It’s hard to draw lessons from a tragedy as singular the Germanwings disaster. But as revelations emerge about the co-pilot’s mental health problems, one takeaway is clear: He shouldn’t have been in that cockpit alone.
On Monday, prosecutors in Germany said Andreas Lubitz had been treated for “suicidal tendencies” before getting his pilot’s license. On Tuesday, Germanwings’ parent company, Lufthansa, said he had suffered from a “deep depressive episode” in 2009, and told them about it.
Evidence recovered from his apartment last week indicated that his mental health issues had persisted. A torn-up sick note deemed him unfit for work on the day of the crash, and other medical records showed that a complaint about his vision had been diagnosed as psychosomatic.
Prosecutors believe that on March 24, possibly distraught at the potential loss of his job to a diagnosis involving mental illness, the 27-year-old Lubitz waited until the plane’s older pilot left the cockpit. Then he locked him out and intentionally crashed the jet into the French Alps.
Amid worldwide grief — the 150 casualties came from more than a dozen countries including the U.S. — the prevailing question, as always, is whether this awful incident could have been avoided.

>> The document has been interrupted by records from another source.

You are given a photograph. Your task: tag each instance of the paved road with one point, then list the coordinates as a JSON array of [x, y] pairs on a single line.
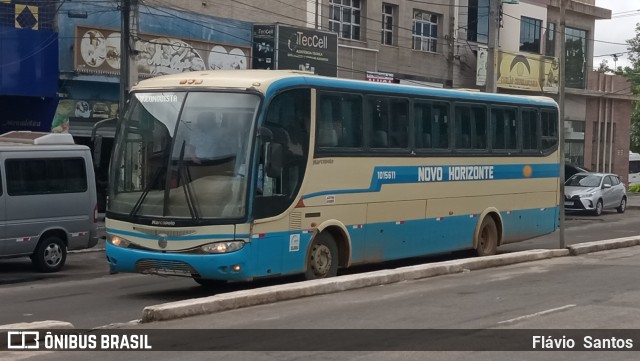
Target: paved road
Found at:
[[87, 296], [593, 291]]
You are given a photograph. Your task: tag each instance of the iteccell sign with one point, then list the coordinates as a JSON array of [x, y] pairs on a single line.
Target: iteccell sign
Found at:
[[286, 47], [307, 49], [264, 37]]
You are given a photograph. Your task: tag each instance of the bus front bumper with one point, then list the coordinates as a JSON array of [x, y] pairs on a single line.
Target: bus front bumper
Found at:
[[227, 266]]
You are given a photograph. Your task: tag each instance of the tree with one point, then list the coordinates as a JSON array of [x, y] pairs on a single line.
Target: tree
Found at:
[[603, 67]]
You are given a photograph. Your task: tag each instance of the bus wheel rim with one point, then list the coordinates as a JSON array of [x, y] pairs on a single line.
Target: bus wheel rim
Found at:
[[52, 255], [321, 260]]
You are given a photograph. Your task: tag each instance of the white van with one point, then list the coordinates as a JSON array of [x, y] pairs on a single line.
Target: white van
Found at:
[[47, 198]]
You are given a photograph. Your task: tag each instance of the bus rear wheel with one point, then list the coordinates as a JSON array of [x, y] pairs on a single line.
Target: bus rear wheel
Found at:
[[322, 259], [50, 254], [487, 241]]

Some have suggested better mental health screening. Others have called for a rollback of the cockpit security measures implemented after 9/11 making the doors easier to open. Some see the crash as such an outlier that nothing could have been done about it. The accident rate for global jet travel was about 1 in 4.4 million flights in 2014, according to the International Air Transport Association. Statistically, air travel is safer than it has ever been.
We have long held that mental health care should, in fact, be as routine and ongoing as any other kind of health care, and not just for airline pilots. But until that happens, intensified screening could drive stressed-out pilots underground if they fear that one bad day could cost them their careers.
What does make sense, though, is insisting that no commercial cockpit ever be left in the hands of just one person. Even if a co-pilot is bent on suicide, having a body in the next seat can help.
Why? Because, according to The New England Journal of Medicine, up to 80% of suicides are committed on impulse. One 2001 study found that a quarter of those who had unsuccessfully tried suicide made their decision to die less than five minutes before making the attempt, and 70% had mulled it for less than an hour.
But the urge passes. A 1978 study of people stopped from jumping off of the Golden Gate Bridge found that 94% were still alive more than 26 years later, and interviews with survivors say they almost instantly regretted jumping. A second person in the cockpit could curb or delay an impulse, or step in more forcefully if matters became urgent. It is perhaps the world’s oldest solution to human frailty — the buddy system — and it works.
The U.S. has long required airlines to have two crew members in the cockpit at all times as a precaution, and in the wake of the Germanwings crash, some European countries and airlines, including Lufthansa, have followed suit. As the search continues, both for remains and for causes and solutions, this so-called “rule of two” should be a worldwide requirement.